Norconex / crawlers

Norconex Crawlers (or spiders) are flexible web and filesystem crawlers for collecting, parsing, and manipulating data from the web or filesystem to various data repositories such as search engines.
https://opensource.norconex.com/crawlers
Apache License 2.0
183 stars 68 forks source link

Dynamically adding pages to the "seeds" (startup pages)&"frontier" (list of pages to crawl) #256

Closed liar666 closed 8 years ago

liar666 commented 8 years ago

Hi,

Since I got very good answers to my previous questions, I'll add some :)

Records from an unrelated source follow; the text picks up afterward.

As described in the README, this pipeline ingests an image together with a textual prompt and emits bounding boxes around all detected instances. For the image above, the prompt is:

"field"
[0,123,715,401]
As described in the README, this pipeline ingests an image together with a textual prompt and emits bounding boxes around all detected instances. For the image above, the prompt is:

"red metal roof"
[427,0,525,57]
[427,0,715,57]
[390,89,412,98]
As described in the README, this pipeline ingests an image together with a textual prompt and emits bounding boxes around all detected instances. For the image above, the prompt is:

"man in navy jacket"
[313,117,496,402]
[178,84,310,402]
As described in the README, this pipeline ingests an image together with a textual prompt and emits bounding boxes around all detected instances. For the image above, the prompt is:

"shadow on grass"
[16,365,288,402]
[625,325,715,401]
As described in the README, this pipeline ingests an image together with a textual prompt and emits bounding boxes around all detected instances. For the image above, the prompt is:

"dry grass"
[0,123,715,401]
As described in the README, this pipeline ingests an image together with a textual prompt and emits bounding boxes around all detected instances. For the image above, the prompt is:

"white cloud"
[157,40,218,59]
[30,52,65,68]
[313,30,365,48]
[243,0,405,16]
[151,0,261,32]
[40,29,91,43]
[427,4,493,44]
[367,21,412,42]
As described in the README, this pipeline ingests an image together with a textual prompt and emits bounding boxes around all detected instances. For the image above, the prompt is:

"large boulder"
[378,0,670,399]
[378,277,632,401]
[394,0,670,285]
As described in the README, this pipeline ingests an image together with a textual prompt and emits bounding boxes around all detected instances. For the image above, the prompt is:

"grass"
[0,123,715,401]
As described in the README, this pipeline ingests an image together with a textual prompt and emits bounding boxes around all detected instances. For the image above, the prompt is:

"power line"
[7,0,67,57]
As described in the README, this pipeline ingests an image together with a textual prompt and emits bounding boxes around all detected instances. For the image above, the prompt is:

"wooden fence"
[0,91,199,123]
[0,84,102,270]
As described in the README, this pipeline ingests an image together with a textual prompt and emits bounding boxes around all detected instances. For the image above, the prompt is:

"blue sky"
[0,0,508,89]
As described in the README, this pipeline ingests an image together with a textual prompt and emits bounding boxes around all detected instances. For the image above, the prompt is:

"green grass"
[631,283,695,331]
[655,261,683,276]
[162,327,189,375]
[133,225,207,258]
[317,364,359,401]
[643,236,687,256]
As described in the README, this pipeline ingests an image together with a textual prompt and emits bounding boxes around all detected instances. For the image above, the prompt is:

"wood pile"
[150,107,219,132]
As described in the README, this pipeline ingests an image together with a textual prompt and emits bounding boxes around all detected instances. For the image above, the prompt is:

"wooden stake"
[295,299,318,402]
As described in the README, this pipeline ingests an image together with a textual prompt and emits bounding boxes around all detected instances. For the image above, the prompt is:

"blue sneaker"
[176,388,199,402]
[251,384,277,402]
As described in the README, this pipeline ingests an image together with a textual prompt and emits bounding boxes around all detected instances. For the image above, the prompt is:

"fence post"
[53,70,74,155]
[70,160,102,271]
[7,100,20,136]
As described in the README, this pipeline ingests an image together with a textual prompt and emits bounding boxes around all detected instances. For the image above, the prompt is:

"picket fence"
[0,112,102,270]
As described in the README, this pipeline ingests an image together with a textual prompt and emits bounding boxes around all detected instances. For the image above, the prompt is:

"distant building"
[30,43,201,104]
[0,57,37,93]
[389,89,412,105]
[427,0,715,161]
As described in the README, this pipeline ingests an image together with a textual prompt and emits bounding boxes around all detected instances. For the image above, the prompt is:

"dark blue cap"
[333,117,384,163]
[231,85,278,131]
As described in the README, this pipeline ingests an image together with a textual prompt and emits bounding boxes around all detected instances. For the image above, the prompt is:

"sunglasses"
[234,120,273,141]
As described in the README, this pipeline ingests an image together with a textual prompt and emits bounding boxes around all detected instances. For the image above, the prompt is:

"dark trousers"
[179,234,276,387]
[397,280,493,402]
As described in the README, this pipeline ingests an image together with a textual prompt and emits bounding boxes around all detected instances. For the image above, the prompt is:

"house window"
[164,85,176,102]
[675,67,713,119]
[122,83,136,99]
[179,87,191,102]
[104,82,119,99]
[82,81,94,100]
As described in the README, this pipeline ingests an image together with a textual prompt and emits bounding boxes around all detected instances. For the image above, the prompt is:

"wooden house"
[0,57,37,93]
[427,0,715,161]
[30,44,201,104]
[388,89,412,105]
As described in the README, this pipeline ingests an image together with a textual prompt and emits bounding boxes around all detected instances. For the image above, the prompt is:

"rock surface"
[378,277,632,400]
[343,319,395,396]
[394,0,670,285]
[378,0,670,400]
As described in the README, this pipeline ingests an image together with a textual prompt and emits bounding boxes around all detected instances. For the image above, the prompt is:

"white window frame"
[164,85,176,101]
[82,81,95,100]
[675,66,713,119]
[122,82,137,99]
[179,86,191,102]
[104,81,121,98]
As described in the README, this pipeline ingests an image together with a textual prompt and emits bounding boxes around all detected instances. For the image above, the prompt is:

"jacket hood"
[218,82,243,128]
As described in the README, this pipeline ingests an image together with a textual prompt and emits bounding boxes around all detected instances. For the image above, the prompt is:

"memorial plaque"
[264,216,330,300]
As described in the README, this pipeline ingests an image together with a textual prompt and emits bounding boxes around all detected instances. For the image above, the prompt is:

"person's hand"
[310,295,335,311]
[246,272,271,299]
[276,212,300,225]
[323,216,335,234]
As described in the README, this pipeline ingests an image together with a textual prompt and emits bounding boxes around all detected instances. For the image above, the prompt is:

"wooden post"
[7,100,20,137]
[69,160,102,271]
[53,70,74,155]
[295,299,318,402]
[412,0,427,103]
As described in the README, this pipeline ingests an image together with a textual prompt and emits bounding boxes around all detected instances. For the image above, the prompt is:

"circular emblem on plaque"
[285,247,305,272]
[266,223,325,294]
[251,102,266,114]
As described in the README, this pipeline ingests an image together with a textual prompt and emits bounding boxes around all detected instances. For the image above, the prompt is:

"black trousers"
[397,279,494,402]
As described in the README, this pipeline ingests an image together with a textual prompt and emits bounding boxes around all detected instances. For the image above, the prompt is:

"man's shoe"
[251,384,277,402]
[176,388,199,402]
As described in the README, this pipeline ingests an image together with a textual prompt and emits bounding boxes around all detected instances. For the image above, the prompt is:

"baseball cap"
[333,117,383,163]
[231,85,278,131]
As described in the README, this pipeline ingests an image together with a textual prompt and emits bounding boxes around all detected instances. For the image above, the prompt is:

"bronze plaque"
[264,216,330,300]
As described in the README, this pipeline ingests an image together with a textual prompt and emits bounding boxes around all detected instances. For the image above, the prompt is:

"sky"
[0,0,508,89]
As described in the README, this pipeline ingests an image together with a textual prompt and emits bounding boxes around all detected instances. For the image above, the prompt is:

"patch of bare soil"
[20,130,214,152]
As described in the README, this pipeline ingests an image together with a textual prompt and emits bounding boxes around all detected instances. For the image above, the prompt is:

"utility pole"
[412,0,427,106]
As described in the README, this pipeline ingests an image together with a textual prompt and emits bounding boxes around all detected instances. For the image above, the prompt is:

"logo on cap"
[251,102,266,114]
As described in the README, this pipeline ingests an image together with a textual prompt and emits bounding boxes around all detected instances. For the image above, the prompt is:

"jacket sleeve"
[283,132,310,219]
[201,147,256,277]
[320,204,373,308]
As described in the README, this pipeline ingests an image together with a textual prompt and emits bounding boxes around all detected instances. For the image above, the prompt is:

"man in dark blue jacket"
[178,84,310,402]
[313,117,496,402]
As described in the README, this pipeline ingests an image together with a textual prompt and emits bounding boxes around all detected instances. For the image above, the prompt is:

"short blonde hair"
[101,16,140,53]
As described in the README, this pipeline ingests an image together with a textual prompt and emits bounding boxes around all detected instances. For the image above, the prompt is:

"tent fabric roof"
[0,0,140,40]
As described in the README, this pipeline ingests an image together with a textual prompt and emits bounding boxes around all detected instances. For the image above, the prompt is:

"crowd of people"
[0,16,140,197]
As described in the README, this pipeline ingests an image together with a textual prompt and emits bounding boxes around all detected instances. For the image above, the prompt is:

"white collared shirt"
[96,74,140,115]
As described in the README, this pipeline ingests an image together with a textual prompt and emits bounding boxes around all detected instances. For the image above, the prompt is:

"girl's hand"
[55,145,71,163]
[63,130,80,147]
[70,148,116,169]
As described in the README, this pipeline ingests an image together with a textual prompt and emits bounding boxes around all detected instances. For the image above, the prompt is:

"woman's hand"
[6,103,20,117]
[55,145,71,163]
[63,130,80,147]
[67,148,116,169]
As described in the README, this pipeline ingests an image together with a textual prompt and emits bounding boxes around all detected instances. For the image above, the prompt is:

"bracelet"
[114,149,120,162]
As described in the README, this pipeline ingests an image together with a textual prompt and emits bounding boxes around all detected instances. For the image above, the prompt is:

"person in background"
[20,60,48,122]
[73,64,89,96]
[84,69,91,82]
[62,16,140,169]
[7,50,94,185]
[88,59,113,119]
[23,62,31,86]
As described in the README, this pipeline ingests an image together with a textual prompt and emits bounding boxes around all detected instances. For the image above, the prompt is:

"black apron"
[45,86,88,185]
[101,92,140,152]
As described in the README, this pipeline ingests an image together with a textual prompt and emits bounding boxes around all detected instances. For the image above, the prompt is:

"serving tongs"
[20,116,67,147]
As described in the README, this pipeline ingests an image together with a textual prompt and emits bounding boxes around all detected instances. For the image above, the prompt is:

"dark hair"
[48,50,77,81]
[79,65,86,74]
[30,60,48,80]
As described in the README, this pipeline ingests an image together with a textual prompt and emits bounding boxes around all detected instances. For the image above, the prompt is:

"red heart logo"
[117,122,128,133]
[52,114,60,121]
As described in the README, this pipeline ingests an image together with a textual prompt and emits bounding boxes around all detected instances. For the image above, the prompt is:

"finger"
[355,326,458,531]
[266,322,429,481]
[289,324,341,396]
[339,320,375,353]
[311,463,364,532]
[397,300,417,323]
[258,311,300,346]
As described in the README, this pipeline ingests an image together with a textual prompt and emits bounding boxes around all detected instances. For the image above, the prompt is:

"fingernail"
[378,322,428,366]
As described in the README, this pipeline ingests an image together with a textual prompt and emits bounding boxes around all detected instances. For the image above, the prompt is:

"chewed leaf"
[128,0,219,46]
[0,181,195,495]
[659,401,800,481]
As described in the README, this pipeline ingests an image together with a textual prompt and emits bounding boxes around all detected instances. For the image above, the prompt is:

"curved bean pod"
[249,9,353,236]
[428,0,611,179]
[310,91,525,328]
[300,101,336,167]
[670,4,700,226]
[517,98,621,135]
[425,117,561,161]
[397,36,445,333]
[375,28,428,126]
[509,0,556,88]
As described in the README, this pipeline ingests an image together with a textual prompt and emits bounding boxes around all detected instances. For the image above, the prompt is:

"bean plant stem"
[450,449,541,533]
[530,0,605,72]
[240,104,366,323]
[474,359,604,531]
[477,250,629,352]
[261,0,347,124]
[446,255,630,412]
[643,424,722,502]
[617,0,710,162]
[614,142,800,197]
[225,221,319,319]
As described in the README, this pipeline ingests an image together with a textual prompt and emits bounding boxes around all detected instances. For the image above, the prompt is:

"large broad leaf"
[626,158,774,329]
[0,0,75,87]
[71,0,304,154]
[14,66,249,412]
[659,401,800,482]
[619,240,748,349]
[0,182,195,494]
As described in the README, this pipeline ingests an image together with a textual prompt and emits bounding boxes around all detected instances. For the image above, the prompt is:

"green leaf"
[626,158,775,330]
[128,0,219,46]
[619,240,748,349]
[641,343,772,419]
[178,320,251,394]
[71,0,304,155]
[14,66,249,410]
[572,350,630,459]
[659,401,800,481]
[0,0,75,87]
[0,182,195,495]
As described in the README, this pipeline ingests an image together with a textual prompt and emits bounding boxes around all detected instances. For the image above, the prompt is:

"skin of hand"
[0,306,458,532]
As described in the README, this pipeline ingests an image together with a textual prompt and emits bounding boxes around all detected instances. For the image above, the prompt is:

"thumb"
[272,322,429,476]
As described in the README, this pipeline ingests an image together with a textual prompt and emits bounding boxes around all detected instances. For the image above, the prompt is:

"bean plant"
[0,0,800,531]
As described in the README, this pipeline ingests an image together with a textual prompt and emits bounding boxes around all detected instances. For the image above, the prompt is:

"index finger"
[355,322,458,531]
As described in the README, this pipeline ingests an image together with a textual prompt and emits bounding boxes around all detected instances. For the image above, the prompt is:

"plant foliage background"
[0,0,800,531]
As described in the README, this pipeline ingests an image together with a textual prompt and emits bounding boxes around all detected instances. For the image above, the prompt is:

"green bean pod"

I'm faced with another problem: I have a site that acts like a modern search engine, with dynamic generation of the HTML results-pages from JSON response from an API. What the sites does behind the scene, and that you have to reproduce to crawl it, is:

My questions with respect to crawling such a site are:

  1. Is it possible to dynamically generate the startup pages? I know it is possible to read them from a file, but I would prefer to create a Generator that would read a file with a bunch of queries, then generate on-the-fly the seeds/startURLs, like http://api.domain.com/api/script?query=&xxx What is the class I should overload in this case?
  2. Is there a native JSON parser/importer to help me extract the "homepage"s attributes of the returned JSON object, or should I write one? (according to what I see here: https://www.norconex.com/collectors/importer/latest/apidocs/ there is none...)
  3. Is it possible to re-introduce the extracted "homepage"s into the list of URLs still-to-be-crawled?
  4. Is it possible to create such an interlinked 2-step crawler, 1rst-step being the crawling & extraction from JSON results of "search-pages", resulting in the insertion of URLs to the 2nd-step crawler that consists in crawling & extracting from normal HTML pages?
liar666 commented 8 years ago

Concerning extraction from JSON, I found this post: https://www.norconex.com/how-to-crawl-facebook/ I don't really like the regex option to parse JSON, I would prefer to work directly with the JSON Object. Since this is examplified in the second piece of code, I should be able to do what I want with this post. So you can ignore question 2 :)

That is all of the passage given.